L’un des plus grands problèmes que je rencontre régulièrement dans mon travail, et qui reflète beaucoup mon expérience personnelle, est le sentiment d’échec. À travers ma propre guérison, qui est devenue une partie intégrante de mon travail, j’ai réussi à recadrer l’échec comme une leçon. Cela m’a demandé de creuser profondément pour comprendre mon rôle et ce qui était réellement de ma faute. Finalement, j’ai réalisé qu’en réalité, rien ne l’était vraiment. Je n’avais aucun contexte pour accoucher, je n’avais jamais été dans cette situation auparavant, j’étais en travail, stressée et épuisée. Rien de tout cela n’était un échec.

Beaucoup de choses peuvent conduire à un traumatisme lié à l’accouchement : des complications médicales telles que des hémorragies, une induction du travail, une césarienne en urgence ou des préoccupations concernant la santé de la mère ou du fœtus, mais aussi des éléments moins évidents comme le fait de ne pas être écoutée, de ne pas se sentir soutenue, une mauvaise communication ou un manque de consentement. Tous ces éléments peuvent ne pas sembler également traumatisants de l’extérieur, mais peuvent avoir le même impact intérieur. L’essentiel est de comprendre que le traumatisme vous appartient entièrement, et qu’il ne peut être déterminé ou étiqueté que par la personne qui le vit. Il doit ensuite être reconnu et validé de l’extérieur.
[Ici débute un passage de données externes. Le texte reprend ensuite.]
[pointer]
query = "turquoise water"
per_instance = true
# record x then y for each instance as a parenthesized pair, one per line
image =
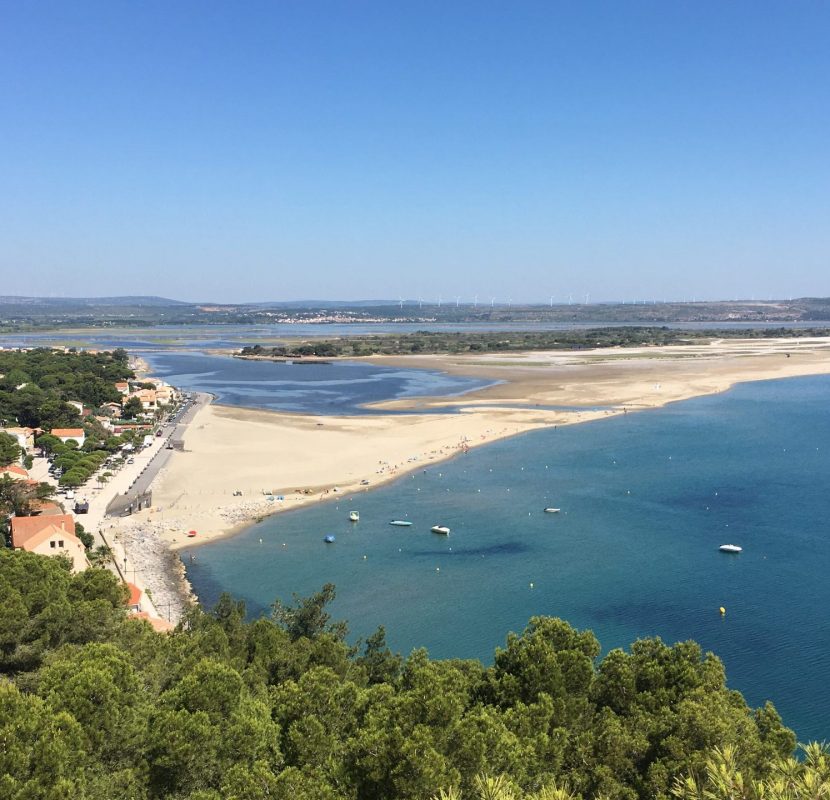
(646, 500)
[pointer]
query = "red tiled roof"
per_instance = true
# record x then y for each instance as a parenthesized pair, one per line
(135, 594)
(24, 528)
(15, 469)
(47, 533)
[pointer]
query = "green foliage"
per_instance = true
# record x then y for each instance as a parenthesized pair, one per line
(101, 706)
(423, 342)
(307, 617)
(132, 408)
(52, 377)
(19, 497)
(9, 450)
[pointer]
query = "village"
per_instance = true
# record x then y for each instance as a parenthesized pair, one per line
(61, 489)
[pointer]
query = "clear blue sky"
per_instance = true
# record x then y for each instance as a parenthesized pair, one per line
(282, 150)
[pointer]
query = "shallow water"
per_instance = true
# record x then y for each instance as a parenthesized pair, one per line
(646, 500)
(341, 387)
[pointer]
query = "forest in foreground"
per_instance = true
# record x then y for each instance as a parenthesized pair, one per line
(95, 706)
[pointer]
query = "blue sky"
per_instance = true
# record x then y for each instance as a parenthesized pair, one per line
(282, 150)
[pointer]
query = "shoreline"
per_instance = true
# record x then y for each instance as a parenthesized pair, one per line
(304, 459)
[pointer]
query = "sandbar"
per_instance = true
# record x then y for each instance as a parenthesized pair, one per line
(239, 465)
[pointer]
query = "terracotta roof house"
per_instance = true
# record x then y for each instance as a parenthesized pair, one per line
(65, 434)
(147, 397)
(49, 536)
(25, 436)
(136, 596)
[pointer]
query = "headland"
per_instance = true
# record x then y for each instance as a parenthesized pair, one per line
(239, 465)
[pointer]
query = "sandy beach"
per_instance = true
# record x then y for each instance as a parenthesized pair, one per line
(241, 464)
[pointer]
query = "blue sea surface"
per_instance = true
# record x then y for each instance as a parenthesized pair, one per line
(341, 387)
(646, 499)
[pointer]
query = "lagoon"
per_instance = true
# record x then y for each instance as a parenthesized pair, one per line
(646, 500)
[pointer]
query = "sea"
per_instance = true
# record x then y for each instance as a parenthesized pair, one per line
(646, 500)
(340, 387)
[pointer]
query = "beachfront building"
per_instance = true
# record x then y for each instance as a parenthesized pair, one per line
(147, 398)
(25, 437)
(138, 605)
(51, 535)
(67, 434)
(136, 597)
(165, 395)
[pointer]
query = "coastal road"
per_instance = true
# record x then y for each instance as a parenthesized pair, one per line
(158, 454)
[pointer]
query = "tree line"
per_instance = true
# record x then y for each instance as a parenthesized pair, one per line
(432, 342)
(36, 385)
(97, 706)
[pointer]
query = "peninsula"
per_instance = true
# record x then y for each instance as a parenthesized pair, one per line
(239, 465)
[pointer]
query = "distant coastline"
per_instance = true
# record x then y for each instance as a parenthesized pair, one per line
(240, 465)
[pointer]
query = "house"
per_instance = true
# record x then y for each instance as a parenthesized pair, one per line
(25, 437)
(49, 536)
(136, 597)
(165, 395)
(147, 397)
(14, 472)
(65, 434)
(111, 409)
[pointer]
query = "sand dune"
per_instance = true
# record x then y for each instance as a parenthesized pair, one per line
(303, 458)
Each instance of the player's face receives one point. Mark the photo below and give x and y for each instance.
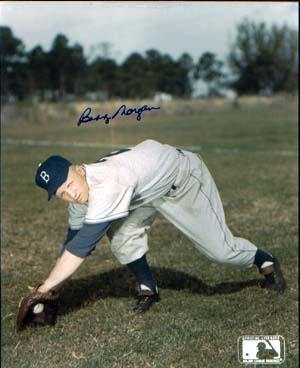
(75, 189)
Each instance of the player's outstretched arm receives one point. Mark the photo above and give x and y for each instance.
(65, 266)
(75, 251)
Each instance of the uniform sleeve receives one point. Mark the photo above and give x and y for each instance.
(77, 213)
(108, 202)
(84, 241)
(70, 235)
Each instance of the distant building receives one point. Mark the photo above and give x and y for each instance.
(96, 96)
(162, 97)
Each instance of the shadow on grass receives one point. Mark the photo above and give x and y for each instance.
(120, 283)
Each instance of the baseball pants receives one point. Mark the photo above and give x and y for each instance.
(195, 208)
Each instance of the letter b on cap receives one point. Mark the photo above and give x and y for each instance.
(45, 176)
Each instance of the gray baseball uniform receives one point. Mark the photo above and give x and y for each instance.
(127, 189)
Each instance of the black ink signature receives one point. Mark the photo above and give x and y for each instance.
(86, 115)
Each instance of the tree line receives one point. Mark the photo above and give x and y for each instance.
(261, 58)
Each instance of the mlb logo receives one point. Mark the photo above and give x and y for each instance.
(261, 349)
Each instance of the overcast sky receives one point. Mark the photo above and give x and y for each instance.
(170, 27)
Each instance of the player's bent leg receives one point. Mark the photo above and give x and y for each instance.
(129, 244)
(128, 236)
(198, 212)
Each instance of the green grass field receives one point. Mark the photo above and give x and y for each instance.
(205, 307)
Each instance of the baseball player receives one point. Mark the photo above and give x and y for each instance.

Que faire après avoir vécu un accouchement traumatique ?

Vivre un accouchement traumatique ne signifie pas que tout est fini. Vous pouvez apprendre à le surmonter et à le porter plus sereinement. Cela peut se faire avec un soutien, à travers un service comme le mien, tel que le débriefing ou un travail de guérison plus approfondi, comme l’EMDR, le conseil en traumatismes liés à la naissance, ou encore une méthode comme le “3 Step Rewind” avec un professionnel formé.

J’ai utilisé ma propre technique, comme mentionné précédemment, et j’ai eu l’accouchement le plus guérissant qui soit, ce qui m’a permis de vivre mes débuts de maternité avec mon fils de manière apaisée, chose que je n’aurais jamais pu imaginer au début.

Je tiens à souligner que surmonter un accouchement traumatique ne se fait pas uniquement dans le but d’avoir plus d’enfants. Vous pouvez décider de ne pas agrandir votre famille, mais cela ne signifie pas que la guérison n’est pas essentielle.

Accouchement traumatique : un point essentiel

Si vous devez retenir une seule chose de cet article, c’est que vous comptez, en tant qu’individu à part entière, indépendamment de votre rôle de parent. Il est important que vous ayez un espace pour vos sentiments, que vous soyez vue et validée, que vos expériences soient reconnues et que votre guérison soit une priorité. N’oubliez jamais que vous, et votre accouchement traumatique, avez de l’importance.